Harry Herbert on the tension, the race against time and the relief of creating the Saudi Cup meet

Harry Herbert: “You can put up all this money, but whether it is going to work with people’s plans is another thing.” Photo: Dan Abraham/focusonracing.com

Saudi Cup global ambassador Harry Herbert has spoken of the magnitude of the task that has been achieved by creating from virtually nothing this weekend’s $29.2 million spectacular at Riyadh.

The event has been on the drawing board for less than a year - indeed Herbert himself was appointed only last June - but the eight-race card has attracted some of the best horses in the world. With runners travelling to the Kingdom from eight countries, including the U.S., Japan, Britain, France and Ireland, Herbert says the calibre of horses competing on Saturday is ‘exceptionally exciting’. 

In particular, the $20m Saudi Cup, the world’s richest horserace, looks set to be “a hell of a race” with Maximum Security, McKinzie, Midnight Bisou, Magic Wand, Mucho Gusto and Benbatl among those to have accepted for the inaugural running at King Abdulaziz Racetrack.

The well-connected Herbert, a godson of Queen Elizabeth II, was recruited to help sell the Saudi Cup as a new destination on the global racing map.

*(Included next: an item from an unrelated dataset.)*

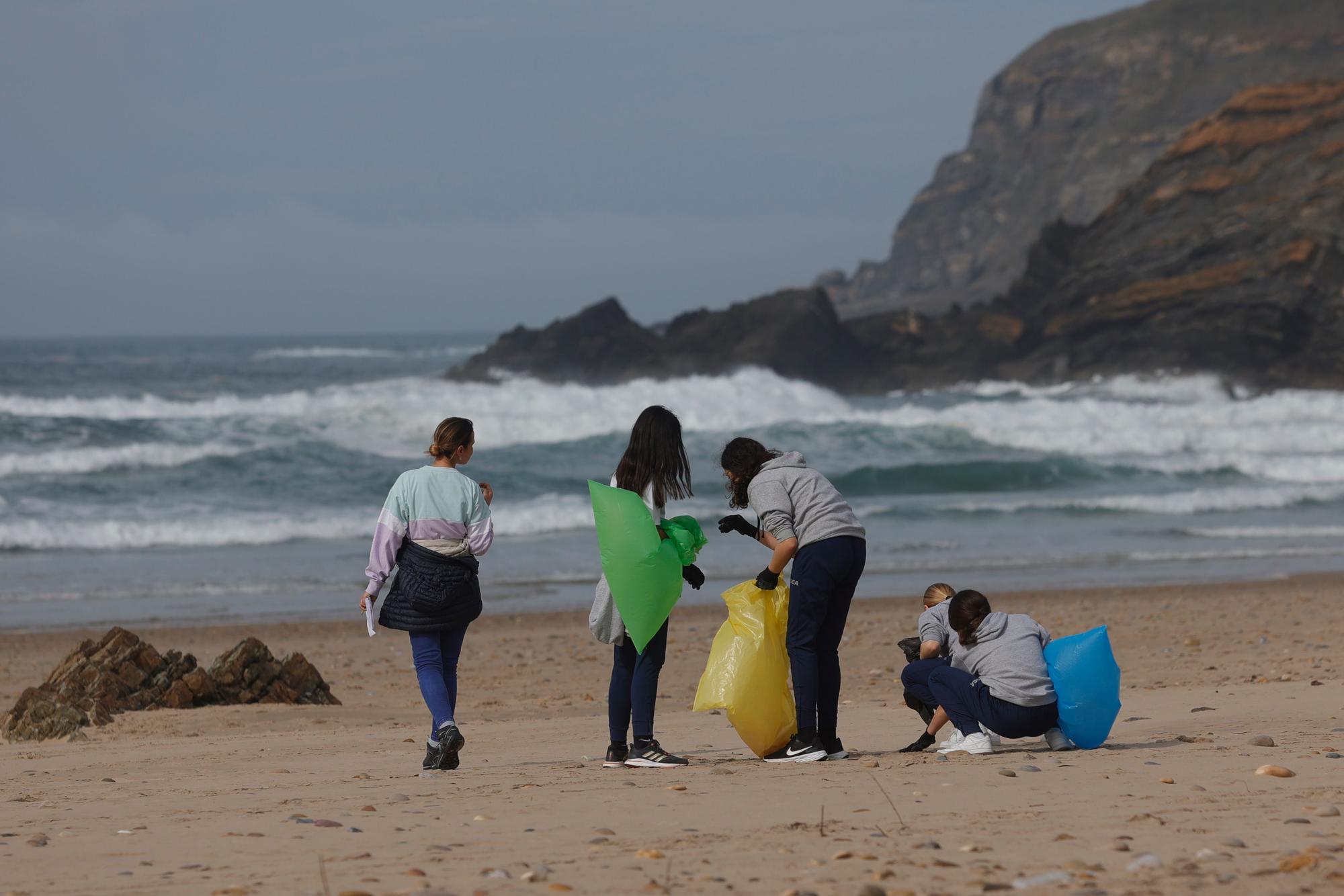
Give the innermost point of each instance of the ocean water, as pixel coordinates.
(196, 479)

Organisers set themselves an exacting schedule by announcing plans to stage three high-quality turf races on the undercard on a new track before any grass had been sown. The timetable appeared to have been met when Frankie Dettori and three other jockeys gave the surface an emphatic thumbs up at last month’s trial.

“It was so very tense for the team involved here because of the speed with which they have had to put this turf track in,” said Herbert. “For most of us, you would think how on earth would grass grow at that pace?

“I was there before Christmas and three quarters was green but varying shades thereof. January was just around the corner with turf trials at the end of it, and when they arrived I just simply couldn’t believe the difference. There was such a fantastic covering of grass.

“I know the team were hopeful it would go well, but I think it exceeded everyone’s expectation. The jockeys were very complimentary, which was a huge relief.

“We know the dirt track is world-class and the turf track is absolutely in the same bracket. There is terrific confidence behind it. It’s a lovely sweeping turf track, not as tight as some of those American inner turf tracks can be.”

Herbert said despite the riches on offer there was no guarantee the right horses and connections would take part.

“At the end of the day, you can put up all this money, but whether it is going to work with people’s plans is another thing,” he said. “For everybody coming to Saudi it is a new venture. Americans train in various parts of the States so there are logistical challenges to get them to Saudi Arabia. There have been a lot of boxes to tick and the team has done a fantastic job.”

“I am absolutely thrilled to bits,” he added. “Obviously there is a lot of money at stake and I think a lot of people wanted to hear about how the new turf track was going to work for those races and that went really well.

“The quality of the horses coming across all the international races is significant and the numbers are good too. 

“So if you look at the Saudi Cup, Benbatl won impressively the other day plus there are the likes of McKinzie, Midnight Bisou, Maximum Security and Magic Wand, who are fantastic horses. It’s also great to see horses like Tacitus of Prince Khalid Abdhullah’s get in. It’s going to be a hell of a race.

“It’s also fantastic that Japan’s Deirdre is coming. The turf sprint looks very good too, with Sir Dancealot and the Lloyd Webbers’ filly, Royal Intervention, who is apparently going very well.

“The Longines Turf Handicap, the long-distance race, has a fantastic group of horses. The ratings are from Cross Counter, the Melbourne Cup winner, who is 118, and Dee Ex Bee to the lowest rating at 111. That’s a very impressive group of horses.”